Inside, the collection spans painting, sculpture, photography, design, video, and media arts — roughly 33,000 works in total. You'll find major holdings of work by Richard Diebenkorn, Frida Kahlo, Diego Rivera, and a particularly strong photography collection that traces directly to the museum's early championing of the medium as a serious art form. The building itself rewards exploration: the undulating white façade with its textured surface references San Francisco Bay, and interior galleries spill across seven floors connected by soaring staircases and a dramatic atrium. The free-access ground floor includes works from the Doris and Donald Fisher Collection — one of the most significant private collections of contemporary art in the world — which means you can walk in off the street and see world-class art without paying a cent.
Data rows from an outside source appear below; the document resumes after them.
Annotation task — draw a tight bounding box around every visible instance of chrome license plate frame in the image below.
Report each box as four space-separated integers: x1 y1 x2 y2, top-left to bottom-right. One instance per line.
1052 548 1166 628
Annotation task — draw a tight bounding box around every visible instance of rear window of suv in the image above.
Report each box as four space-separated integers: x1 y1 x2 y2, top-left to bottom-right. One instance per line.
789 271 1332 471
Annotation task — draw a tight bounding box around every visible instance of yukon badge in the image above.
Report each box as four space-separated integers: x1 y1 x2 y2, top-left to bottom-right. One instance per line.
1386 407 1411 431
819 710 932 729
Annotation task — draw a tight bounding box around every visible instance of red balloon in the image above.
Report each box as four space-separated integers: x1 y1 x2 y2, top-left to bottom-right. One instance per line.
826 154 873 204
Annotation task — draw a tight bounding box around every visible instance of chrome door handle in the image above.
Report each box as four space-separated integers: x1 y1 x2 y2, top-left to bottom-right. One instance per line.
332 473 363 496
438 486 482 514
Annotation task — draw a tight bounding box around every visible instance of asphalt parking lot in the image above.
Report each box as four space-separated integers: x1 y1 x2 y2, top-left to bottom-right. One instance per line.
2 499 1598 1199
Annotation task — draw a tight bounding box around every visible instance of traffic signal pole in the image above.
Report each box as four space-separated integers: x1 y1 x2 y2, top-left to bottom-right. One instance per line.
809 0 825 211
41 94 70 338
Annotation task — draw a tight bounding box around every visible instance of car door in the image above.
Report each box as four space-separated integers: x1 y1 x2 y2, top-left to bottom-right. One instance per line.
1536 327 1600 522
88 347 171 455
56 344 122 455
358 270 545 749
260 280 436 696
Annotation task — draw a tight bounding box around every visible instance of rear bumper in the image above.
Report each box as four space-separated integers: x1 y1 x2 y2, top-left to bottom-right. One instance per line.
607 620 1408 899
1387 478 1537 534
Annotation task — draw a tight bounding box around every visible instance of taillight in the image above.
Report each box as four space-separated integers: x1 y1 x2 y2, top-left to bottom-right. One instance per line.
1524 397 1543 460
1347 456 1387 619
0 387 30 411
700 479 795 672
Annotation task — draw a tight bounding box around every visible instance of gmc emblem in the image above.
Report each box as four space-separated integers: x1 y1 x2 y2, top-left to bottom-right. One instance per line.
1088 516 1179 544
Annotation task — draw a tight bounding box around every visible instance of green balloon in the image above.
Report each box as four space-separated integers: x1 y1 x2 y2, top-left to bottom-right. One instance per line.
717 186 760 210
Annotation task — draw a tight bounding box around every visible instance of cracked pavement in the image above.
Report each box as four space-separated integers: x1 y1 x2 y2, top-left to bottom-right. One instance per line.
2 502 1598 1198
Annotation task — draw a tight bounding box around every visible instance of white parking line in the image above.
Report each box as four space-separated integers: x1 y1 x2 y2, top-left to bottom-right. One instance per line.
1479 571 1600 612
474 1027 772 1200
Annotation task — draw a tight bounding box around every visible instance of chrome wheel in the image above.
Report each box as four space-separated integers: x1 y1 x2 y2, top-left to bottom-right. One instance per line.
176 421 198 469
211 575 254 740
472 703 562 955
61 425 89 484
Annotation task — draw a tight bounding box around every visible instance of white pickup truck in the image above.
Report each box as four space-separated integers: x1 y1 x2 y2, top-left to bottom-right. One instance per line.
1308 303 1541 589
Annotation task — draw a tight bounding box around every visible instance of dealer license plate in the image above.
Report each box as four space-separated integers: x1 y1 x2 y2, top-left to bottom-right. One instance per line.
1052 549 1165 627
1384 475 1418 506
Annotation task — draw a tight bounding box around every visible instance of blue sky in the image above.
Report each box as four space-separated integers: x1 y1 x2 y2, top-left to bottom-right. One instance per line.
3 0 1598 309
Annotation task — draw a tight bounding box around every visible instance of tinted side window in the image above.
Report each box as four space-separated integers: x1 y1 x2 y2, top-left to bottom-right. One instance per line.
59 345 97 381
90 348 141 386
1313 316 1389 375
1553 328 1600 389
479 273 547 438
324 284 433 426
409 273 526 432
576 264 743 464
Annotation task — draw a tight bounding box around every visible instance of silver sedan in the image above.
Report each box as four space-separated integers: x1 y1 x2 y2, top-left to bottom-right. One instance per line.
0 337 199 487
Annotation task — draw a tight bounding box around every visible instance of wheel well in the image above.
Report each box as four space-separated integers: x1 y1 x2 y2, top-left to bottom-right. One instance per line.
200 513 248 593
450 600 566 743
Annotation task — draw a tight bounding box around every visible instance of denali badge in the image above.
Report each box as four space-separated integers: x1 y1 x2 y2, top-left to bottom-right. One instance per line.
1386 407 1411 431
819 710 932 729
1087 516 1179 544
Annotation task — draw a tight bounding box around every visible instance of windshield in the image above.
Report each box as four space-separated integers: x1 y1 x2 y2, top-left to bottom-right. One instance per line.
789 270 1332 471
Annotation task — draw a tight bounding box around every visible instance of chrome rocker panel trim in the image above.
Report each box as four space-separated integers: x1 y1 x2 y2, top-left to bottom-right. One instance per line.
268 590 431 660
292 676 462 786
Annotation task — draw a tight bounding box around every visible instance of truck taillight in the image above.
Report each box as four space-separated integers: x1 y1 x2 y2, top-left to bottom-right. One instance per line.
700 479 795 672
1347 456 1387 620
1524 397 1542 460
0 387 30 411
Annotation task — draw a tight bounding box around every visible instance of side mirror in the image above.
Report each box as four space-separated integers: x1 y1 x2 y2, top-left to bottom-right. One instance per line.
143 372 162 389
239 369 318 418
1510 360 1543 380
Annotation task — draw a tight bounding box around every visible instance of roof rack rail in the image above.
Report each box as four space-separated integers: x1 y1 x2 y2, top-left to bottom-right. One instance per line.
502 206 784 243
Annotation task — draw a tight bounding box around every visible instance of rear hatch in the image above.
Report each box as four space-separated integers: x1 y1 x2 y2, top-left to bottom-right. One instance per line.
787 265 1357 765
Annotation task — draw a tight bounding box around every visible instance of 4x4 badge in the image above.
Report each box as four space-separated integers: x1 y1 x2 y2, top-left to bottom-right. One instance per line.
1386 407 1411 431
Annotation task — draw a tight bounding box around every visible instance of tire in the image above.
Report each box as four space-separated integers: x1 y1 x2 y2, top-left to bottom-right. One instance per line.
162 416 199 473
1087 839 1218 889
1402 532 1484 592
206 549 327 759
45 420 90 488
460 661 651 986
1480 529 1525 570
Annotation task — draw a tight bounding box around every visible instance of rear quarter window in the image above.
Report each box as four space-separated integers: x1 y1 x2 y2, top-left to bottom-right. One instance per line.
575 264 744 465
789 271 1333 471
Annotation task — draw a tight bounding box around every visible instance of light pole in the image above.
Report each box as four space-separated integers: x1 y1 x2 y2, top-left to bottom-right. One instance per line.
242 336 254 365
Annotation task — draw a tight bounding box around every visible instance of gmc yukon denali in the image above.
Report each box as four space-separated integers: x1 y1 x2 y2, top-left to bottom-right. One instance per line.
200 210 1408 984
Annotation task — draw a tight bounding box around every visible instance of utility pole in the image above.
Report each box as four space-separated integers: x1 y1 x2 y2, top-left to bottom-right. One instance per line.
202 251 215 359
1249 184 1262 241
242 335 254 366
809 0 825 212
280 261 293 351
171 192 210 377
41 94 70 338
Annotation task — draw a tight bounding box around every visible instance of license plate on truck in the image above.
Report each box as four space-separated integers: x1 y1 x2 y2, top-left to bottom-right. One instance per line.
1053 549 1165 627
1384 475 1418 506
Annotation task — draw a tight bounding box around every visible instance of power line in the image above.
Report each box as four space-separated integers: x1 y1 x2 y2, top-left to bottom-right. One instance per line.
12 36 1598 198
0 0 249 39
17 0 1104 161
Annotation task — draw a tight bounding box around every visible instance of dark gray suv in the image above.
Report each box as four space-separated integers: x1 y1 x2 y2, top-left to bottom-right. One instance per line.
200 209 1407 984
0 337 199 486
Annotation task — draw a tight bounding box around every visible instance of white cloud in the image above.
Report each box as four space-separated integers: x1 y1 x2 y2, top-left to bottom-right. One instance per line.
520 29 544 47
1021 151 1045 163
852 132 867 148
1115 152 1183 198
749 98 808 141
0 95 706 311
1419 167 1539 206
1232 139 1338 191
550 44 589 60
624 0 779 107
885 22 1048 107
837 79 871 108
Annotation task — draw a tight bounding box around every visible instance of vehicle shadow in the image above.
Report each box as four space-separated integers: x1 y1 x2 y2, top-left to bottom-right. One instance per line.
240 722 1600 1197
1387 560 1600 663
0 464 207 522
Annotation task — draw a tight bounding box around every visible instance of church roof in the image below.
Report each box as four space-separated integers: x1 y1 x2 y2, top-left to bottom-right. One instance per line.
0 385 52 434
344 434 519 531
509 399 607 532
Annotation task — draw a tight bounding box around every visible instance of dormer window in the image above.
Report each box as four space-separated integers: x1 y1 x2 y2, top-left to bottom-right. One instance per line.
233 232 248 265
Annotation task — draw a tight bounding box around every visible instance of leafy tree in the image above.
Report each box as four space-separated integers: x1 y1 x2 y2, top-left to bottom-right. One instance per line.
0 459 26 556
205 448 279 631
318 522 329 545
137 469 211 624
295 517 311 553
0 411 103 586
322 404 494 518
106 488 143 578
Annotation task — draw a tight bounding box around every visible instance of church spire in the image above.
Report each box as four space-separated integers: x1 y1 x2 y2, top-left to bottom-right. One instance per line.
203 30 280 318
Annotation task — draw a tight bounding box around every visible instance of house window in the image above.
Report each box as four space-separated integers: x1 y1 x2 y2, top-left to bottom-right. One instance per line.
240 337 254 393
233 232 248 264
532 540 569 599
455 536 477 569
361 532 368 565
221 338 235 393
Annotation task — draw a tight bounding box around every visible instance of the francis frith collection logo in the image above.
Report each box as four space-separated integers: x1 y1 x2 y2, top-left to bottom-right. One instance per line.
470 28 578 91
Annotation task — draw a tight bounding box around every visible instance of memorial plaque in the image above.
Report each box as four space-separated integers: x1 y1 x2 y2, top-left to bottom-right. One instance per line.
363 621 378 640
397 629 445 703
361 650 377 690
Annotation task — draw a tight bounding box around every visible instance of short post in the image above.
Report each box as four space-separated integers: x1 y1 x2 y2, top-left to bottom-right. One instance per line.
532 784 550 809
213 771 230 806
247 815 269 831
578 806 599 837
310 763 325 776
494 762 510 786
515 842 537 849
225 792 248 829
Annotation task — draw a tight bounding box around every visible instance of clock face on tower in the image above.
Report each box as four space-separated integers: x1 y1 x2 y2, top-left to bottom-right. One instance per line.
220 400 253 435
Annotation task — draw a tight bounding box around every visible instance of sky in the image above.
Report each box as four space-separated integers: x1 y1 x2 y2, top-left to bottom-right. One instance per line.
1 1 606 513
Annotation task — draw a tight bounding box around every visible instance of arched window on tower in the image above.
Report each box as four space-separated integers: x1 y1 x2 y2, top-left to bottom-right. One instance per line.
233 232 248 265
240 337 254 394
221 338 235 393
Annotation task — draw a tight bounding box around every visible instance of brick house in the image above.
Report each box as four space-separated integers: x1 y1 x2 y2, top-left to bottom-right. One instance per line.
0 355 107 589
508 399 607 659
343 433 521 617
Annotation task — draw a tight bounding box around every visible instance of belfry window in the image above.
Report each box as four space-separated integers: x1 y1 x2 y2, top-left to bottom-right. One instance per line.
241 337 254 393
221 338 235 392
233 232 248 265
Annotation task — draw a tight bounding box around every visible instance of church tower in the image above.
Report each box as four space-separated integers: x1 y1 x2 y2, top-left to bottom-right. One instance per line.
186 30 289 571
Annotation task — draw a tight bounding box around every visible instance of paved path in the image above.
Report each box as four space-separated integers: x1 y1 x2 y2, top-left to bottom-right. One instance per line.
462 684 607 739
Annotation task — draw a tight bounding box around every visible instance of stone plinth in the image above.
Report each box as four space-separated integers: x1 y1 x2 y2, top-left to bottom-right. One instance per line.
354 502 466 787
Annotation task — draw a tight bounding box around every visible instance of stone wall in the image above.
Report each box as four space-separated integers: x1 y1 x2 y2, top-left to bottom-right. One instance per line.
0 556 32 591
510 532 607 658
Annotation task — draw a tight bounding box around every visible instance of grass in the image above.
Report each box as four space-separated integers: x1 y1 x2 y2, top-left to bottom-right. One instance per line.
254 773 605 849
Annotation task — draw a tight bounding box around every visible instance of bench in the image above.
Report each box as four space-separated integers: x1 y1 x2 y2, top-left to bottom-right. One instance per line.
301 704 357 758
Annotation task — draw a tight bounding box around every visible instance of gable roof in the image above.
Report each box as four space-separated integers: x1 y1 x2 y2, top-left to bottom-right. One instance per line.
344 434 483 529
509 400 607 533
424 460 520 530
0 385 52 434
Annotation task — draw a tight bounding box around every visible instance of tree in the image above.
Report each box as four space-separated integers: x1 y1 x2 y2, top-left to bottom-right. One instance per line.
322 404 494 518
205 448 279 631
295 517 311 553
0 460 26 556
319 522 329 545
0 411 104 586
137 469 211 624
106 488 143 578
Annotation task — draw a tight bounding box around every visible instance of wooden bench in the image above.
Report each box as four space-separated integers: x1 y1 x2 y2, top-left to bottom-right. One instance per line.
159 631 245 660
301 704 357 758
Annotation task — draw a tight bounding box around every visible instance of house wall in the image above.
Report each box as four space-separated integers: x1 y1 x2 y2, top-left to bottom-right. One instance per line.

Thursday evenings are the insider move: the museum stays open until 8pm and tends to be quieter than weekend afternoons. The café on the ground floor is run by In Situ, a concept by chef Corey Lee (of three-Michelin-star Benu) that reimagines dishes from celebrated chefs around the world — it's genuinely worth building a meal around, not just a pit stop.

Local Tips

  1. 1

    Thursday evenings (open until 8pm) are noticeably quieter than weekend afternoons — if you want the galleries to yourself, that's your window.

  2. 2

    The ground floor is free without a ticket — walk straight in to see the Fisher Collection works without committing to a full visit first.

  3. 3

    In Situ, the restaurant on the ground floor, is a serious meal by Corey Lee's team — book a table separately if you want to eat there, especially on weekends.

  4. 4

    Members get in free and can bring guests — if you're a frequent visitor or planning multiple trips, membership pays for itself quickly and skips any queue at the desk.

Why Visit

01

The Fisher Collection alone — works by Gerhard Richter, Ellsworth Kelly, and Alexander Calder among others — rivals what you'd find at major New York institutions.

02

The ground floor is free to enter, giving anyone access to rotating world-class contemporary art without buying a ticket.

03

The Snøhetta-designed building is itself a highlight, with a rippling white facade and interior spaces that make moving through the museum feel like an experience, not just a chore.